During the ride, Seminole grabbed his right leg and “kind of screamed,” Weigel said, adding he thought the Fargo man “had a blood clot or was having a stroke.” Seminole declined offers to go to the hospital, the BCI report said.

Monk first came into contact with Seminole on Dec. 13 around 3:50 p.m. that day about 6 ½ miles west of Wishek on state Highway 3 after responding to a welfare check about a man walking along the road and lying in the ditch, according to his incident report. Seminole tried to melt snow in a water bottle by putting it inside his coat and was dehydrated, Monk said.

Monk left after Seminole declined offers for a ride or medical attention, but the deputy met the Fargo man less than two hours later when responding at 5:12 p.m. to a farmstead near Highway 3, where Seminole was arrested, according to the BCI report.

Seminole said he felt sick, lethargic and he needed to throw up while being detained, according to the report. He also said he needed medical attention and “my heart is getting,” but he didn’t finish the sentence, the report said.

Officers gave Seminole water and a puke bag, the BCI said.

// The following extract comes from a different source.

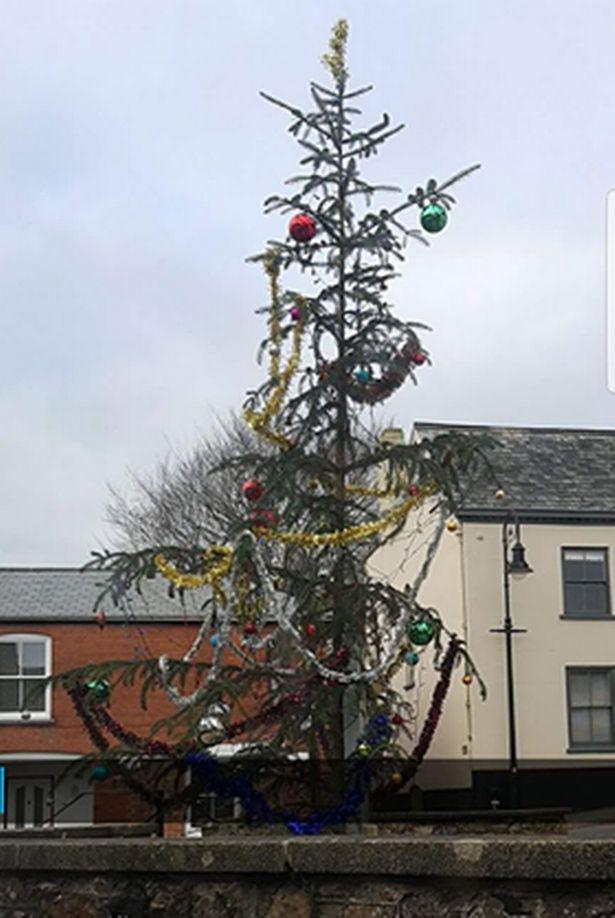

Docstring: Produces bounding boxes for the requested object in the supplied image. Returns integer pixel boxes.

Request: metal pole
[502,518,519,809]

They even allowed him to smoke a cigarette since he was cooperating, which is why officers handcuffed his hands in front, according to the report.

Seminole said he felt better after that, according to the reports.

Monk and Kuntz were not put on administrative leave in relation to Seminole’s death, Heupel confirmed.

“In the split second when you’re dealing with that, you don’t have time to sit there and think, ‘OK, what should I do?’” Heupel said. “You need to act right away, and I think they acted very well for the situation they had.”